Desirable Chemical Reactions
Desirable Chemical ReactionsFigure 8.2 illustrates more specifically the desirable chemical reactions of catalytic reforming, including:
- dehydrogenation of naphthenes to aromatics,
- dehydroisomerization of alkyl-C5-naphthenes,
- dehydrocyclization of n-paraffins to aromatics, and
- isomerization of n-alkanes to i-alkanes.
All of these reactions significantly increase the octane number (research octane number [RON] from 75 to 110 in Reaction 1, from 91 through 83 [cyclohexane] to 100 in Reaction 2, from 0 to 110 in Reaction 3, and from –19 to 90 in Reaction 4).
Text description of Figure 8.2.
This diagram illustrates four key reaction pathways in catalytic reforming, showing how different hydrocarbon structures are converted into higher-octane aromatic compounds and branched isomers, often with hydrogen (H₂) produced as a byproduct.
At a high level, the figure presents four labeled reactions—“1. Dehydrogenation,” “2. Dehydroisomerization,” “3. Dehydrocyclization,” and “4. Isomerization”—each with simplified line structures representing hydrocarbons and arrows indicating chemical transformation steps.
1. Dehydrogenation:
- A ring-shaped hydrocarbon (a six-membered ring with a short side chain) is shown on the left.

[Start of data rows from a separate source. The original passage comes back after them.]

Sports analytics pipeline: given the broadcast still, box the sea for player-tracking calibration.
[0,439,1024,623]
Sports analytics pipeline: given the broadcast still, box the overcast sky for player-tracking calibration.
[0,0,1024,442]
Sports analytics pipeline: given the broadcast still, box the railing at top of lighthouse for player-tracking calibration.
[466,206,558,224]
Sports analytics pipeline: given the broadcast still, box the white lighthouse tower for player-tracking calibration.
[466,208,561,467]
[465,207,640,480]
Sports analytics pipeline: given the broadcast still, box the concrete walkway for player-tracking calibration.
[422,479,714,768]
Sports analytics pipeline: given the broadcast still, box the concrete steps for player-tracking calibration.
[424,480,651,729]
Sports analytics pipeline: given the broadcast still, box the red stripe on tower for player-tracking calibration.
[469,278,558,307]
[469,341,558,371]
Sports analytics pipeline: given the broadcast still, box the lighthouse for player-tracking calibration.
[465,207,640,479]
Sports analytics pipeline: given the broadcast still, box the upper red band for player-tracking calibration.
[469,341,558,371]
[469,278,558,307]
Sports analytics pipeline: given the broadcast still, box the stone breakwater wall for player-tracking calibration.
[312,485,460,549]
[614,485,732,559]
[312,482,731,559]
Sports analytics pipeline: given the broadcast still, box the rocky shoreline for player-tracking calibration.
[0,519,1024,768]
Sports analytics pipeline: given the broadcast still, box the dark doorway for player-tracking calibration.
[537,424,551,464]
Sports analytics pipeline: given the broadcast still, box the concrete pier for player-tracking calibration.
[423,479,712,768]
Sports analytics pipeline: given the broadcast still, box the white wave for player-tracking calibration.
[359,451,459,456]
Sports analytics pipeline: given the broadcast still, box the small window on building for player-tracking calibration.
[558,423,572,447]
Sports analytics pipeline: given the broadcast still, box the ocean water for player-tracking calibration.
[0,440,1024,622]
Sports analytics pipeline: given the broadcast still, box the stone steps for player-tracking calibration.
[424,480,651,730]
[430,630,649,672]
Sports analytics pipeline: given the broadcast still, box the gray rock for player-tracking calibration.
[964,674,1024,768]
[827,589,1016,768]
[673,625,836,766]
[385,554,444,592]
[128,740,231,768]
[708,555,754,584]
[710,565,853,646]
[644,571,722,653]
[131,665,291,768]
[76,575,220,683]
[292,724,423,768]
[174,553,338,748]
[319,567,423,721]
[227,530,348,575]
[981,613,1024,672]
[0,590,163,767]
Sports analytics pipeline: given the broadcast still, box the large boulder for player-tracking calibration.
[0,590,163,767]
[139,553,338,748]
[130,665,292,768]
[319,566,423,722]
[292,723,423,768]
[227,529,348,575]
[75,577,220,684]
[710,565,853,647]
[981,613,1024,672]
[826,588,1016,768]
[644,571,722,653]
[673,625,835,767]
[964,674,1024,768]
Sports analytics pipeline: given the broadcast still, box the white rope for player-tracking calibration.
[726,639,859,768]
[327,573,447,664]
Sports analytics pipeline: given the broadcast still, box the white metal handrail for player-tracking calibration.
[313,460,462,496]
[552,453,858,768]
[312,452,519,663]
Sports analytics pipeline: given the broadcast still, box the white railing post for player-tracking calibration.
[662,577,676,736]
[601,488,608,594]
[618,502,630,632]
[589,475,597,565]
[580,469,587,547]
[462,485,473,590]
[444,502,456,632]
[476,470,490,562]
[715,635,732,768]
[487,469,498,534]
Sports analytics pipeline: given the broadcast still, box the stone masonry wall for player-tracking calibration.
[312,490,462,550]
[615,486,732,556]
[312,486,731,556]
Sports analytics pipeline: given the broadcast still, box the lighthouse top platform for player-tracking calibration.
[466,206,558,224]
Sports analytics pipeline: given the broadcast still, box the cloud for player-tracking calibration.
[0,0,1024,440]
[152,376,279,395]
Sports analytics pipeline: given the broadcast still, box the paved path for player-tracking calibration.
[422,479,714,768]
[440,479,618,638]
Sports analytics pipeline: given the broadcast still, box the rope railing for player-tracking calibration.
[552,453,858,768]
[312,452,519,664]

- An arrow points to a similar ring structure on the right that now contains a circle inside, indicating an aromatic ring.
- To the right of the product, the label “+ 3H₂” indicates that three molecules of hydrogen are produced.

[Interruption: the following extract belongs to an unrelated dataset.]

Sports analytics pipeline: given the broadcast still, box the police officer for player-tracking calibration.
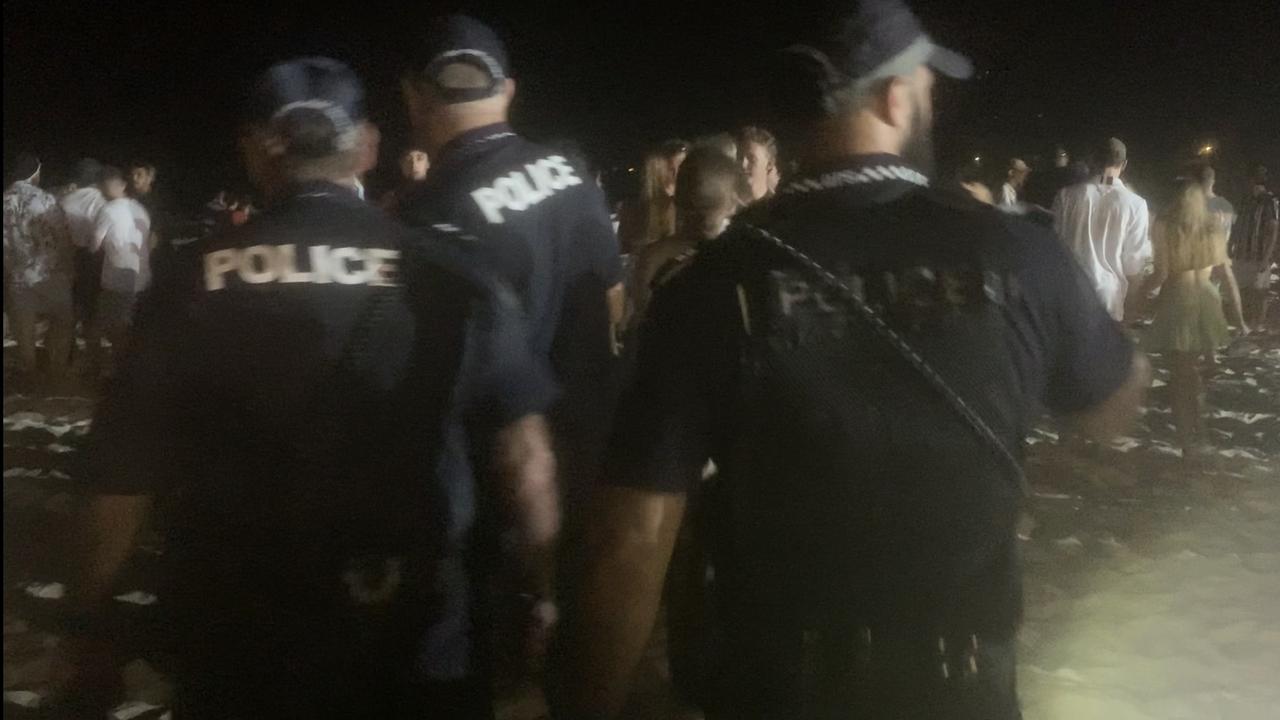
[402,15,623,535]
[563,0,1148,720]
[60,58,557,719]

- This reaction shows conversion of a cycloalkane to an aromatic compound with hydrogen release.
2. Dehydroisomerization:
- A five-membered ring with a short branch is shown on the left.

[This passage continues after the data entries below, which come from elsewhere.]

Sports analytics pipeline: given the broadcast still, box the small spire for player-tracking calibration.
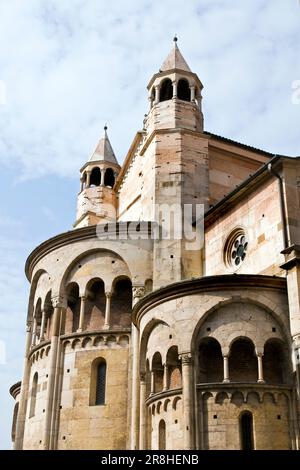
[89,124,118,165]
[160,35,191,72]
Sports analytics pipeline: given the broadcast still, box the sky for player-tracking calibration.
[0,0,300,449]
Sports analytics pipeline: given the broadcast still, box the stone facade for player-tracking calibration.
[11,38,300,450]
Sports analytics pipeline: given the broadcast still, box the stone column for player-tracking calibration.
[190,86,195,103]
[150,370,155,395]
[14,324,32,450]
[130,286,143,450]
[103,292,112,330]
[256,352,265,384]
[140,374,147,450]
[31,317,37,346]
[40,309,47,343]
[163,364,169,390]
[172,80,177,98]
[42,298,63,450]
[100,168,106,186]
[130,325,140,450]
[77,295,86,332]
[154,85,160,104]
[86,170,91,188]
[223,355,230,383]
[180,352,194,450]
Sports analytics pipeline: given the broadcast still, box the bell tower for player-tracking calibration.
[144,37,209,288]
[146,37,203,133]
[74,126,120,228]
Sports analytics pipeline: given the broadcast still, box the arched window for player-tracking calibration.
[11,402,19,442]
[165,346,182,389]
[177,78,191,101]
[240,411,254,450]
[80,172,86,191]
[110,277,132,327]
[65,282,80,333]
[29,372,38,418]
[159,78,173,101]
[151,352,164,393]
[90,357,107,406]
[104,168,115,188]
[95,362,106,405]
[199,338,223,383]
[90,168,101,186]
[229,338,258,382]
[158,419,166,450]
[263,339,288,384]
[84,278,106,330]
[151,87,155,105]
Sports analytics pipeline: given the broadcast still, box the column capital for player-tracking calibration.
[255,348,264,357]
[51,295,67,308]
[140,372,146,382]
[132,285,145,301]
[179,352,193,366]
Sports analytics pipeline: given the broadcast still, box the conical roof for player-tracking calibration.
[89,126,118,165]
[160,37,191,72]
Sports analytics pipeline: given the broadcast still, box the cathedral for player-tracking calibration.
[10,38,300,450]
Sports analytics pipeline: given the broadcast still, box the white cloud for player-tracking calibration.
[0,0,300,178]
[0,0,300,445]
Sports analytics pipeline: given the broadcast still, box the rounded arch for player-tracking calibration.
[84,277,106,330]
[65,282,80,333]
[239,410,254,450]
[90,167,101,187]
[158,419,166,450]
[166,346,182,390]
[33,297,42,322]
[229,336,258,382]
[80,171,87,191]
[90,356,107,406]
[262,338,291,384]
[104,168,115,188]
[215,392,229,405]
[27,269,50,323]
[172,397,181,410]
[140,318,170,374]
[177,78,191,101]
[159,78,173,102]
[190,296,292,351]
[164,398,171,412]
[58,248,132,297]
[151,352,164,393]
[111,275,132,327]
[198,337,224,383]
[230,390,245,406]
[150,86,155,105]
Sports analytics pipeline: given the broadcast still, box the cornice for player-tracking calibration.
[132,274,286,326]
[9,381,21,399]
[25,221,151,282]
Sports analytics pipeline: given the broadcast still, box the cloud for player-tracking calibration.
[0,0,300,448]
[0,0,300,178]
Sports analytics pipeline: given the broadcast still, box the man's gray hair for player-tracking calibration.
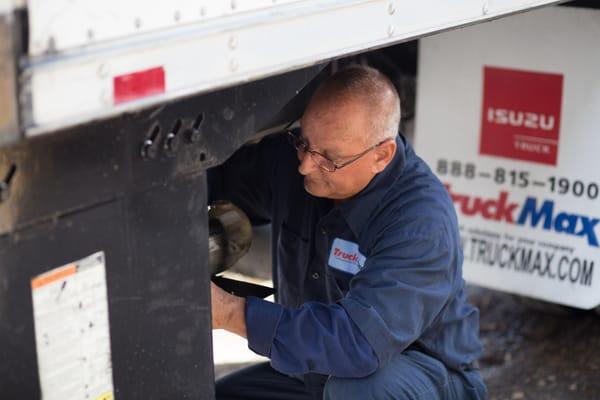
[313,65,400,143]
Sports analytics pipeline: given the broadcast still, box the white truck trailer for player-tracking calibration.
[0,0,600,400]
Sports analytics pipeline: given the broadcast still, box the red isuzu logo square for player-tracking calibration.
[479,67,563,165]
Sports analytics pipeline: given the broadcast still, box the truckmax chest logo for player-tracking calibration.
[445,184,600,247]
[479,66,563,165]
[328,238,367,275]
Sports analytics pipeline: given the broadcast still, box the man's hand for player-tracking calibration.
[210,282,246,338]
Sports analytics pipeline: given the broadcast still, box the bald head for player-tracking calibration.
[306,65,400,143]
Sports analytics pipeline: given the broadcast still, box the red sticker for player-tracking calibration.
[479,67,563,165]
[113,67,165,104]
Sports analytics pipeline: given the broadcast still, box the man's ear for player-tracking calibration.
[373,140,397,174]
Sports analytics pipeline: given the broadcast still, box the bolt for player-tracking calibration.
[188,129,202,143]
[163,132,177,157]
[140,139,156,158]
[0,181,8,203]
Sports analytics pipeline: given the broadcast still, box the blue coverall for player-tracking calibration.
[209,134,486,400]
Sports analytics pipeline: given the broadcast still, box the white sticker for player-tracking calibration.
[31,252,114,400]
[328,238,367,275]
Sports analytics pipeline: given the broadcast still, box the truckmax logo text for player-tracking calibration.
[445,184,600,247]
[333,247,358,264]
[479,67,563,165]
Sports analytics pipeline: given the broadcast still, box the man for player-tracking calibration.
[210,67,485,400]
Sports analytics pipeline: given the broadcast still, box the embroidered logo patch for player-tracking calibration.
[328,238,367,275]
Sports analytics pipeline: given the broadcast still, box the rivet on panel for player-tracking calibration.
[100,90,111,104]
[229,60,239,72]
[98,64,108,79]
[229,36,237,50]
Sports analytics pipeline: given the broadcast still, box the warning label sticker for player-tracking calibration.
[31,252,114,400]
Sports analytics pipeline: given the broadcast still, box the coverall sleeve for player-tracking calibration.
[246,297,379,378]
[340,232,460,365]
[241,233,454,377]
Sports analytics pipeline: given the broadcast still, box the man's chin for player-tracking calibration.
[304,178,326,197]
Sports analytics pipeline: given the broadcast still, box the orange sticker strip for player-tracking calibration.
[31,264,77,289]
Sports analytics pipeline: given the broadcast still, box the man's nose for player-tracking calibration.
[298,152,318,175]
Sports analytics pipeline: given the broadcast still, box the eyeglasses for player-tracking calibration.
[287,130,392,172]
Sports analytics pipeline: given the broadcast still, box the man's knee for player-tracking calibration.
[323,369,411,400]
[323,354,448,400]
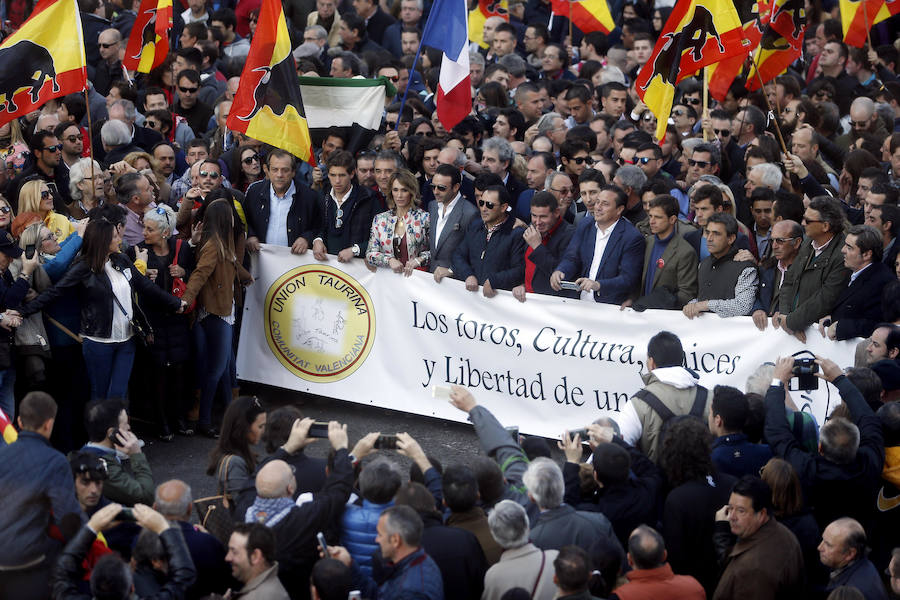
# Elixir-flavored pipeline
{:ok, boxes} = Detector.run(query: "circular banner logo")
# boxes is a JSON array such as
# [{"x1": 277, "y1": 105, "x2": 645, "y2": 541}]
[{"x1": 264, "y1": 265, "x2": 375, "y2": 383}]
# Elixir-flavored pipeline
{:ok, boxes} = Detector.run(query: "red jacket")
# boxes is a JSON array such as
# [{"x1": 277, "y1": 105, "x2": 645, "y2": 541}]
[{"x1": 611, "y1": 563, "x2": 706, "y2": 600}]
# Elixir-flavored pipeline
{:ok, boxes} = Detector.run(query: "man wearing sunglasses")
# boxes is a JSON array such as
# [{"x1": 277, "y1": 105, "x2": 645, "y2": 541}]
[
  {"x1": 244, "y1": 148, "x2": 321, "y2": 254},
  {"x1": 446, "y1": 185, "x2": 525, "y2": 298},
  {"x1": 175, "y1": 69, "x2": 213, "y2": 135}
]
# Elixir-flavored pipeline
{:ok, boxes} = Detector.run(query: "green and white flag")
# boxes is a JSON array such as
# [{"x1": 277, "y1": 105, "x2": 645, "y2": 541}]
[{"x1": 299, "y1": 77, "x2": 396, "y2": 153}]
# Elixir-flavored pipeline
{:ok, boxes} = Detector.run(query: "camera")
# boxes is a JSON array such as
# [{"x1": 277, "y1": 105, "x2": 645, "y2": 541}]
[{"x1": 791, "y1": 358, "x2": 819, "y2": 390}]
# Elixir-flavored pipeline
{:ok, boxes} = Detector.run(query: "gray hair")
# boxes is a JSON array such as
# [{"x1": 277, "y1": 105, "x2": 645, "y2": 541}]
[
  {"x1": 522, "y1": 457, "x2": 565, "y2": 510},
  {"x1": 110, "y1": 98, "x2": 137, "y2": 123},
  {"x1": 303, "y1": 25, "x2": 328, "y2": 40},
  {"x1": 488, "y1": 500, "x2": 530, "y2": 550},
  {"x1": 144, "y1": 203, "x2": 175, "y2": 238},
  {"x1": 481, "y1": 137, "x2": 516, "y2": 169},
  {"x1": 100, "y1": 119, "x2": 131, "y2": 148},
  {"x1": 750, "y1": 163, "x2": 784, "y2": 192},
  {"x1": 153, "y1": 480, "x2": 194, "y2": 517},
  {"x1": 381, "y1": 504, "x2": 425, "y2": 546},
  {"x1": 69, "y1": 157, "x2": 103, "y2": 200},
  {"x1": 537, "y1": 112, "x2": 562, "y2": 135},
  {"x1": 616, "y1": 165, "x2": 647, "y2": 194},
  {"x1": 359, "y1": 457, "x2": 403, "y2": 504},
  {"x1": 744, "y1": 363, "x2": 775, "y2": 398}
]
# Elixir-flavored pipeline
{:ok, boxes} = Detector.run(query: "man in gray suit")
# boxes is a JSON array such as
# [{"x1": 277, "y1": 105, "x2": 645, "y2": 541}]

- An arrow points to a six-membered ring, indicating rearrangement of the structure.
- A second arrow leads to a six-membered aromatic ring (with a circle inside).
- To the right, the label “+ 3H₂” indicates hydrogen production.
- This sequence shows ring rearrangement followed by dehydrogenation to form an aromatic compound.
3. Dehydrocyclization:
- A straight-chain hydrocarbon (zig-zag line) is shown on the left.
- An arrow points to a six-membered ring, indicating cyclization.
- A second arrow leads to an aromatic ring (with a circle inside).
- To the right, the label “+ 4H₂” indicates four hydrogen molecules are produced.
- This reaction shows a paraffin converting into an aromatic compound through ring formation and dehydrogenation.
4. Isomerization:
- A straight-chain hydrocarbon (zig-zag line) is shown on the left.
- An arrow points to a branched hydrocarbon structure on the right.
- No hydrogen is shown as a product.
- This reaction represents rearrangement into a branched isomer to improve fuel properties.
Operating conditions and notes (bottom text):
- A statement reads: “to promote these reactions, use:” followed by four conditions:
- “high T”
- “low P”
- “low SV”
- “low H₂/HC ratio”
Reaction conditions that promote the desirable reactions are also listed in Figure 8.2. As can be seen in Figure 8.2, aromatic compounds and large quantities of by-product H2 are produced in the highly endothermic Reactions 1–3. High temperatures, low hydrogen pressures, low space velocity (SV), and low H2/HC ratio strongly promote the conversion in Reaction 1-3. Although maintaining a low hydrogen pressure is needed for promoting equilibrium conversion in Reactions 1-3, it is, however, necessary to maintain a sufficiently high hydrogen pressure in the reactors to inhibit coke deposition on the catalyst surfaces.